Descendre, monter, descendre, monter encore, la ville se traverse en brinquebalant, chocs, grincements, le vieux véhicule à l’intérieur de bois vernis défi la gravité et les effets de l’âge. Il nous relâche devant un autre grand gateau blanc de la superstition dominante, la Basilica da Estrela, aux portes ressemblant cocassement à celles d’une gare. Face à elle un jardin, sous les pas craquent ce que ma provençale de mère nomme des pétouls, les baies du micocoulier. Goût sucré comme d’une date.
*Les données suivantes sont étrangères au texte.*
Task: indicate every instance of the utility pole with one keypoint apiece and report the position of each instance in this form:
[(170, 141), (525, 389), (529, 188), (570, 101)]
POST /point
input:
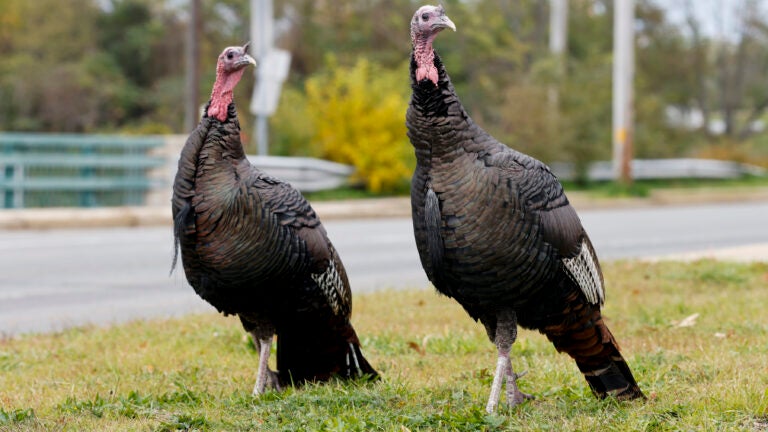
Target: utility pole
[(558, 36), (623, 74), (271, 71), (558, 26), (192, 111), (262, 37)]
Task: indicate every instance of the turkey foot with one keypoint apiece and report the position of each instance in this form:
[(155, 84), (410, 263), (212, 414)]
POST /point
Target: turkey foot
[(514, 395), (264, 374)]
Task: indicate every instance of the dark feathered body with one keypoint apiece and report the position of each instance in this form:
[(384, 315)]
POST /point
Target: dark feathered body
[(252, 246), (496, 232)]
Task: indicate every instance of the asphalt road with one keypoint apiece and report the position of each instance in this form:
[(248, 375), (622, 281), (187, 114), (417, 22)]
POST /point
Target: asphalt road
[(54, 279)]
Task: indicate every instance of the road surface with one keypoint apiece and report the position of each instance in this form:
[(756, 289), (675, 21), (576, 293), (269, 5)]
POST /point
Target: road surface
[(53, 279)]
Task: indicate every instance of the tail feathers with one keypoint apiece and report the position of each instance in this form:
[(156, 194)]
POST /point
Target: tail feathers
[(583, 335), (613, 380), (312, 355)]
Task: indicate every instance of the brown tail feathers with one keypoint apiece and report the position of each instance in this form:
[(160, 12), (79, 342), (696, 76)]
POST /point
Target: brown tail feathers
[(310, 354), (583, 335)]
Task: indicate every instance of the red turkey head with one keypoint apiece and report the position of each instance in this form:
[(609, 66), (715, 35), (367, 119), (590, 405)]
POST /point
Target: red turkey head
[(235, 58), (428, 21), (229, 69)]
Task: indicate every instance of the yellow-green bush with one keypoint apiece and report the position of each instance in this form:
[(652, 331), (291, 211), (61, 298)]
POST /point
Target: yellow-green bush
[(358, 118)]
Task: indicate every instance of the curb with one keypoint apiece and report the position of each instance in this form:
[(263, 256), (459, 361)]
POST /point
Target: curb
[(53, 218)]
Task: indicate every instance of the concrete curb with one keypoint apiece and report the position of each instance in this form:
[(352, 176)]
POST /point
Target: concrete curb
[(51, 218)]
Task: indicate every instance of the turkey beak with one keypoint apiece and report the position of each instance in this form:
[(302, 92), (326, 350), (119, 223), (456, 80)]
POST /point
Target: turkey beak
[(246, 59), (444, 22)]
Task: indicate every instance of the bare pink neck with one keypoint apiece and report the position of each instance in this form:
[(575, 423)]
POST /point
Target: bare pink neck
[(424, 55), (221, 96)]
Gamine, durant la guerre, ma mère remplissait ses poches de ces fatouls (en patois) et se faisait gronder parce qu’elle les mangeait en classe. Des oranges brillent dans les arbres, des palmiers élèvent leur cou immense. Nous traversons pour gagner le cimetière anglais — fermé l’apres-midi mais l’on nous ouvre quand même. Allées moussues, grands arbres, tombes grises en désordre dans une senteur de buis. Henry Fielding, auteur du classique Tom Jones, repose sous un empilement de marbre. J’aime visiter les cimetières, tranches presque champêtres d’histoire.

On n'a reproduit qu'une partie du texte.